Kyle,

I didn't say that /dev/urandom was safe to use for cryptographic purposes. It isn't, and I didn't then and don't now advise its use. I said it never blocks. It doesn't. So what was incorrect?

Kyle Hamilton wrote:
David S: to my knowledge you're at least somewhat incorrect, and part
of your advice is rather dangerous to rely upon (from a cryptographic
theory perspective).

/dev/urandom will never, under normal circumstances, block -- its
output is generated algorithmically by the random/urandom device
driver.  (It's akin to reading from /dev/null or /dev/zero, in that
the read is always handled by the kernel driver without having to wait
for anything.)

/dev/urandom will not block.
/dev/random will block if there isn't enough entropy stirred into it.

And yes, it is possible to "run out" the entropy pool.  The amount of
chaos that you stir in is the amount of chaos that you can pull out --
everything else is deterministic, and as the man page says there may
be a theoretical way that the pseudorandom number generator can be
attacked (though one is currently not known in the nonclassified
literature) with the result that the keys generated will be
predictable.

If the pool is never seeded, the "randomness" won't ever be really random.
If the pool is seeded once, the "randomness" will be random for as
long as the amount of entropy in the seed holds out.  After this, the
numbers generated won't really be random.
If the pool is continually re-seeded, the "randomness" will be random
for as long as the amount of entropy in the seeds fed into it holds
out.  After this, the numbers generated won't really be random, until
more entropy is stirred in -- and even then, that will be exhausted in
the same way.

The only way to guarantee that your numbers are truly
cryptographically secure is to use /dev/random and deal with the fact
that it will block until there's been enough entropy seeded into the
randomness pool.  Otherwise, many random number generators use a
linear-feedback shift register with a periodicity of 2**56.  That's
approximately the same amount of keyspace as DES, and the output over
multiple successions of readings of 2**56 bytes will repeat and not be
suitably random.  (If an attacker can figure out the state of your
PRNG, the attacker can figure out your next-generated "secret"
randomness.  This is why the Debian debacle was so serious, and why
only a few thousand possible keys were generated by the vulnerable
implementations -- the randomness wasn't.)

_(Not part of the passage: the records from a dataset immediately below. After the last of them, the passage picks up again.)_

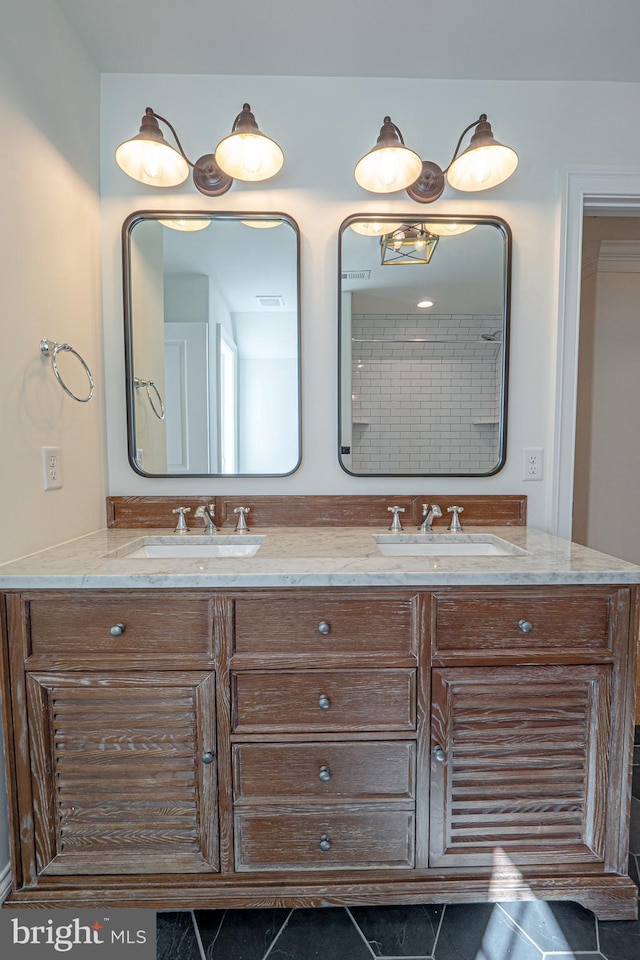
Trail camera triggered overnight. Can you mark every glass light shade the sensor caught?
[426,220,476,237]
[158,217,211,233]
[349,220,402,237]
[116,107,189,187]
[447,114,518,193]
[215,133,284,182]
[354,144,422,193]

I'd certainly like to see references to the contrary, if they exist --
my references are the Handbook of Applied Cryptography and Applied
Cryptography 2nd Ed.

-Kyle H

On Thu, Aug 7, 2008 at 2:13 AM, David Schwartz <[EMAIL PROTECTED]> wrote:
David Shambroom wrote:

You're right:  You are completely wrong.  /dev/urandom never blocks.
See the man page.
Is this is the excerpt from the man page you are referring to?

      A  read  from  the  /dev/urandom device will not block waiting for
more
      entropy.  As a result, if  there  is  not  sufficient  entropy  in
the
      entropy  pool,  the  returned  values are theoretically vulnerable to
a
      cryptographic attack on the algorithms used by the  driver.
Knowledge
      of how to do this is not available in the current non-classified
liter-
      ature, but it is theoretically possible that such an attack may
exist.
      If this is a concern in your application, use /dev/random instead.

If so, this doesn't say that /dev/urandom never blocks. It just says that it
will not block waiting for more entropy. In fact, this paragraph is horribly
misleading, because it suggests that the worst thing /dev/urandom can do is
return random values with a theoretical vulnerability. Alas, this is not
true. The /dev/urandom interface will happily return entirely predictable
values if the pool was never seeded.

If the entropy pool was ever seeded, then it can produce
cryptographically-strong entropy forever. You cannot run it out of entropy.
However, if it was *never* seeded, it cannot produce even a single byte of
crypotgraphically-strong entropy.

Reading back over the post you are responding to, I realize that it reads to
mean the complete opposite of what I was trying to say. I'm not sure how I
managed to do that. I was very sloppy with my terms.

What I was trying to address was the case where the pool was never seeded,
not the case where the pool runs out of entropy. However, reading my words,
it seems I somehow said the exact opposite of what I was thinking!

Sadly, Linux suffers from a three bears problem. The /dev/random
implementation will block even if cryptographically-strong randomness is
available. The /dev/urandom implementation will happilly hand you numbers
that are not cryptograhically-strong. There is no "just right" interface
that will tell you whether or not cryptographically-strong randomness is
available and let you block waiting for it if you choose to.